I think if you like the Mangrove in 10wt you'd really like the 8wt BVK. However I still think you should visit the shop and cast a lot of rods and get their opinion on what would be better for your cast. Thats the really nice part about having a good shop with knowledgeable staff.


----------



## rakeel (Apr 9, 2014)

Okay I said I wouldn't talk aobut any specific lines or rods, but since I've fished a BVK a good bit, specifically for redfish I'll add some of my thoughts.

The BVK is a fast rod. It's slower than a Mangrove, but it's still a fairly fast rod. In my opinion and experience, redfish or similar taper lines pair well with the BVK. This will allow you to properly load the rod for those short 20-30ft casts. I've casted my BVK with both a Rio redfish taper and a SA bonefish taper. It's a rocket launcher with the bonefish taper when I can carry a little bit more line but it feels like a broomstick when I'm trying to make an up close cast. The redfish taper loads the rod better at short distances however it doesn't carry well for longer casts, but it does shoot decently. So pick your poison when it comes to lines. A better caster may have a different experience than me with this though. Since you like the mangrove, you may be able to get the BVK to work for you at short distances with a longer bellied line. 

Ignore this if you don't want any rod suggestions but personally, I think the best all around redfish rod ever made is the St. Croix Legend Ultra. It's slower than the Legend Elite and BVK though. That's my primary redfish rod and paired with a redfish taper line it casts really well in those quick short cast situations, but can still reach out and touch em need be. You can find them every now and then for cheap on ebay.


----------



## Backwater (Dec 14, 2014)

A


rakeel said:


> Okay I said I wouldn't talk aobut any specific lines or rods, but since I've fished a BVK a good bit, specifically for redfish I'll add some of my thoughts.
> 
> The BVK is a fast rod. It's slower than a Mangrove, but it's still a fairly fast rod. In my opinion and experience, redfish or similar taper lines pair well with the BVK. This will allow you to properly load the rod for those short 20-30ft casts. I've casted my BVK with both a Rio redfish taper and a SA bonefish taper. It's a rocket launcher with the bonefish taper when I can carry a little bit more line but it feels like a broomstick when I'm trying to make an up close cast. The redfish taper loads the rod better at short distances however it doesn't carry well for longer casts, but it does shoot decently. So pick your poison when it comes to lines. A better caster may have a different experience than me with this though. Since you like the mangrove, you may be able to get the BVK to work for you at short distances with a longer bellied line.
> 
> Ignore this if you don't want any rod suggestions but personally, I think the best all around redfish rod ever made is the St. Croix Legend Ultra. It's slower than the Legend Elite and BVK though. That's my primary redfish rod and paired with a redfish taper line it casts really well in those quick short cast situations, but can still reach out and touch em need be. You can find them every now and then for cheap on ebay.

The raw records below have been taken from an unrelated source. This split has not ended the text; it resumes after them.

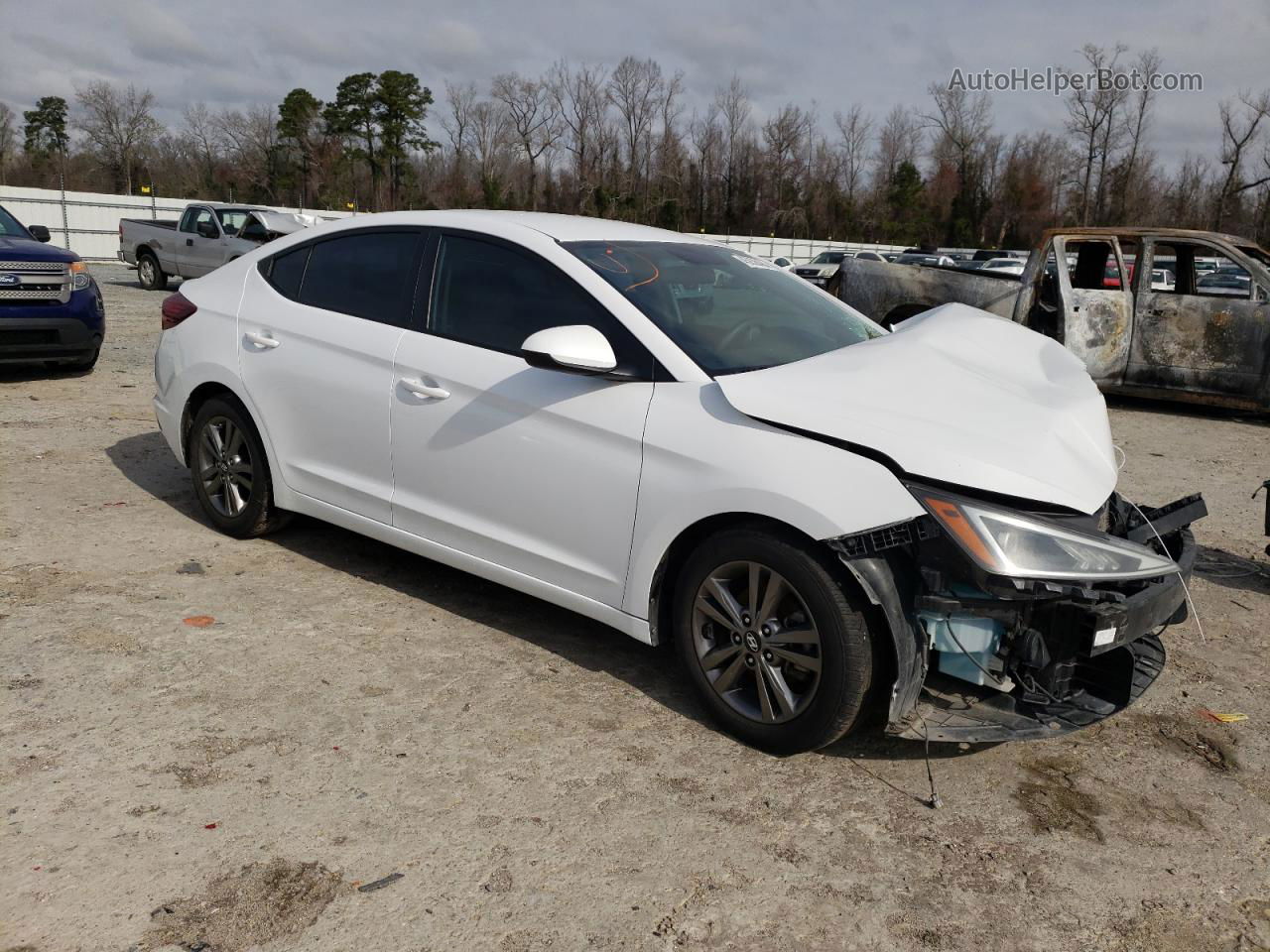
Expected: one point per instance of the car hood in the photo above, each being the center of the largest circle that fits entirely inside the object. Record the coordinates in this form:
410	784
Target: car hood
953	395
19	249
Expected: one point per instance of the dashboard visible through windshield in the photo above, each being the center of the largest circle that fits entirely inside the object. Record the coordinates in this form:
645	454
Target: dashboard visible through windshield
728	311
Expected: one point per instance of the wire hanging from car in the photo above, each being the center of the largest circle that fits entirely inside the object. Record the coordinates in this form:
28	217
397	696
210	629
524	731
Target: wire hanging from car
935	801
1182	578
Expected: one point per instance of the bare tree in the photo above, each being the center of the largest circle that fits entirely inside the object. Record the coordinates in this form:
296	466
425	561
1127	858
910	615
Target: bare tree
855	134
490	128
706	144
457	126
1239	131
785	136
252	140
580	100
1135	123
1091	118
734	112
118	125
635	90
8	140
200	132
898	143
534	118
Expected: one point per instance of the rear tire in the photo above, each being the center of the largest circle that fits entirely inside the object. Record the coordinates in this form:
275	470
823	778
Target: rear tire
231	472
150	276
770	639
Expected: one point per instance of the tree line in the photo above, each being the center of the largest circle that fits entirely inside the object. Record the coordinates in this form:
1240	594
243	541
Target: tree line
621	143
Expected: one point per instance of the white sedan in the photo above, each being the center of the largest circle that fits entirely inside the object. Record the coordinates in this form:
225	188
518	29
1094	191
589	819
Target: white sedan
1002	266
688	444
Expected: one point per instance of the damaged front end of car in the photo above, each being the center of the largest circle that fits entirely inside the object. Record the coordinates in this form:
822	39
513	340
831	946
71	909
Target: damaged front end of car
1016	621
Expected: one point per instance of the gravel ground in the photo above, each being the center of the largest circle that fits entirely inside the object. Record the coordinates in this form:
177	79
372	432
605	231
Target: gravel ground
350	711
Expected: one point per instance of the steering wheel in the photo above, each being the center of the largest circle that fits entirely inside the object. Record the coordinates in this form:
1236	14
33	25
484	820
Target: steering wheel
748	324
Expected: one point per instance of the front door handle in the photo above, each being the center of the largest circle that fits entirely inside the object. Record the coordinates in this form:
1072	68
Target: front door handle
262	340
420	389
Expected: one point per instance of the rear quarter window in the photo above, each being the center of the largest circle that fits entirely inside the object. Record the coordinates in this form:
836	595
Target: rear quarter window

 A BVK is a faster rod than a Mangrove.


----------



## Backwater (Dec 14, 2014)

trekker said:


> TFO Mangrove.


I would try out an 8wt Mangrove with a Rio Redfish line. I'd also add a clear intermediate or intermediate tip line eventually.  It's probably what you need for those big heavy SC redfish flies, as well as those large pike flies. You also need it's backbone, durability and the ability to cast close-in for both.  Plus, you are keeping it in the same family of rods. Another similar rod to try with a little faster action, with the same back bone is either an 8wt Redington Predator, TFO Clouser rod, TFO TiCrx OR the Orvis Recon (tho it's higher price). But I really think the Mangrove in the 8wt will work for you.


----------



## trekker (Sep 19, 2015)

Awesome stuff Guys. Ignoring the fact that I have a TFO Mangrove, are the Scott Tidal rods a lot better rod? The guy Im going with swears by Scott.

Thanks.


----------



## Backwater (Dec 14, 2014)

trekker said:


> Awesome stuff Guys. Ignoring the fact that I have a TFO Mangrove, are the Scott Tidal rods a lot better rod? The guy Im going with swears by Scott.
> 
> Thanks.


Yes it's nice, but more $$. So is the Recon. Your caveat to keep under your hat is he maybe extremely bias since he maybe on a discount program with them. So keep that in mind. But it is a good rod for what you are looking to do with it since the Tidal has a heavier butt section (for lifting) with a slightly slower mid to tip sections for easy casting with larger flies close it to medium range, which is sorta what a Mangrove does as well.

I'd still take your Ross reel, strink up the fly line you want to use and go try them out, then try out your guide's Tidal.


----------



## bryson (Jun 22, 2015)

Personally, I'd just fish the 10wt. I think that the difference in presentation with a 10wt line and 8wt line is minimal, at least for redfish in less than gin-clear water. Plus, the 10wt is nice to have if the wind happens to be blowing (when is it not) or if you want to throw some heavier patterns. I just don't think the advantage you gain is worth the money. You can always lengthen the leader some and throw light-landing flies to get a little more stealth.

However, if you're in the market for a new combo anyways, back to your regular scheduled programming 

Also, the guys at LFS are great guys and should be really helpful. I agree with an earlier post about trying their gear out before buying anything new.

Good luck!

Bryson


----------



## flysalt060 (Aug 5, 2012)

If you wanna see what you will be getting into,go watch some of Carter Nelson's videos on YouTube. Especially the latest one.


----------



## rakeel (Apr 9, 2014)

Backwater said:


> A
> 
> A BVK is a faster rod than a Mangrove.


Huh, my bad. It's been awhile, but the one I casted felt faster to me but I'm no expert. In that case, the mangrove is probably the better choice.


----------



## Backwater (Dec 14, 2014)

rakeel said:


> Huh, my bad. It's been awhile, but the one I casted felt faster to me but I'm no expert. In that case, the mangrove is probably the better choice.


Sometimes throwing a rod with a stiffer butt section is mistaken for being a faster rod. But rod speed is measured more up into the mid and tip section. No worries!


----------



## jmrodandgun (Sep 20, 2013)

trekker said:


> I have a TFO Mangrove, are the Scott Tidal rods a lot better rod?


Yes. Absolutely.


----------